AK: And Reverend Andrews of the Japanese Baptist Church was a good friend of ours and would come by and visit us and he'd be doing all these good things, doing the Girl Scouts and Boy Scouts at the church, and we were, we participated. We weren't a good church family, so to speak. You know, we didn't belong like a lot of the other people. But we were a very loose-knit family as far as that goes, with lots of freedom that, I realize even now, how much more freedom we had than a lot of other Nisei kids. They didn't have... my older sister thought I was very spoiled, I was. Because I got to do anything I wanted because my folks just trusted us and let us do anything we wanted to.

AI: Encouraged you in your interests?

AK: Uh-huh. And, in fact, my younger sister says, "You always asked for things and you always got what you wanted." [Laughs] And she said, "Gee, Aki." And I said, "Well, you lost out because you didn't ask for it." [Laughs] I'd come home and say, "Hey, I wanna take some dancing lessons. Can I take some dancing lessons?" And I had just started taking piano lessons, I decided I don't want to take piano lessons, you know. But my folks allowed me to have that kind of change and...

AI: So from a young age, you were used to getting interested in things, pursuing them, looking into them, and by the time that you were in camp and war was going on. I think you mentioned yesterday, that you were then getting correspondence from the Fellowship of Reconciliation and you were in contact, also with, you knew that Floyd was coming into the camp to recruit for the student relocation program.

AK: Uh-huh. Because I had known about the Quakers. My father had told me about Quakers.

AI: What did you father tell you about the Quakers?

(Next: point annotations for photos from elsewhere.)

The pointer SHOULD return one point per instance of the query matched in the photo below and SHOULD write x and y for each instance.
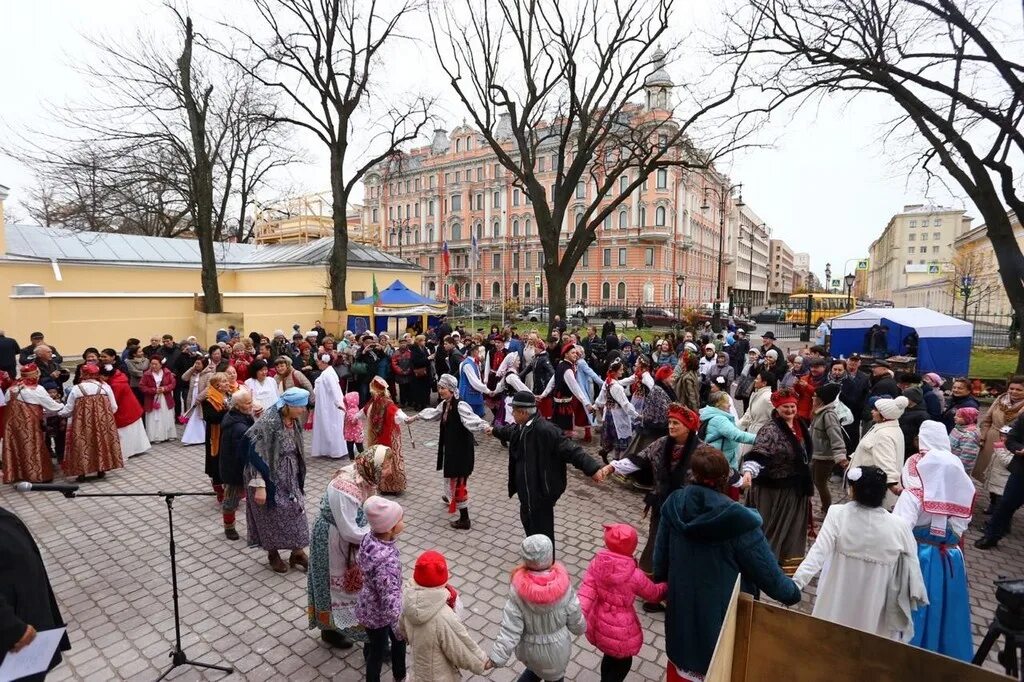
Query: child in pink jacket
(353, 425)
(610, 587)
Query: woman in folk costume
(384, 419)
(334, 580)
(329, 427)
(570, 401)
(778, 473)
(92, 433)
(26, 456)
(158, 387)
(274, 475)
(870, 577)
(128, 416)
(620, 414)
(456, 449)
(198, 379)
(937, 500)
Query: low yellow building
(97, 289)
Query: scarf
(937, 478)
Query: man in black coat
(538, 455)
(27, 601)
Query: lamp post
(680, 281)
(722, 194)
(849, 281)
(400, 227)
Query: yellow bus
(822, 305)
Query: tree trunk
(201, 176)
(338, 267)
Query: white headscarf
(937, 478)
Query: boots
(298, 558)
(276, 562)
(462, 523)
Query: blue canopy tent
(397, 301)
(944, 345)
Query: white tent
(944, 344)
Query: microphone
(68, 489)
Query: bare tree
(546, 78)
(320, 55)
(939, 61)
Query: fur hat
(431, 569)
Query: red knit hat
(685, 416)
(431, 569)
(621, 538)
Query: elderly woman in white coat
(883, 444)
(329, 424)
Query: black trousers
(538, 519)
(374, 649)
(615, 670)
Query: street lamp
(722, 194)
(680, 281)
(400, 227)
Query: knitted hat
(969, 415)
(684, 416)
(431, 569)
(538, 553)
(382, 514)
(914, 394)
(827, 393)
(891, 408)
(621, 538)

AK: And he said there was this group of people that didn't believe in war and did good things as an alternative. And I think the message he was giving us was that, it's, you don't just say something's good, you work at it. It doesn't... you can talk about it but if you don't act, then it's just as bad as not believing in it.

AI: So then, when did you first meet Floyd and what was...

AK: In camp. And mainly, it was after I came back to Seattle, is when I really... I went to work for him at the Service Committee.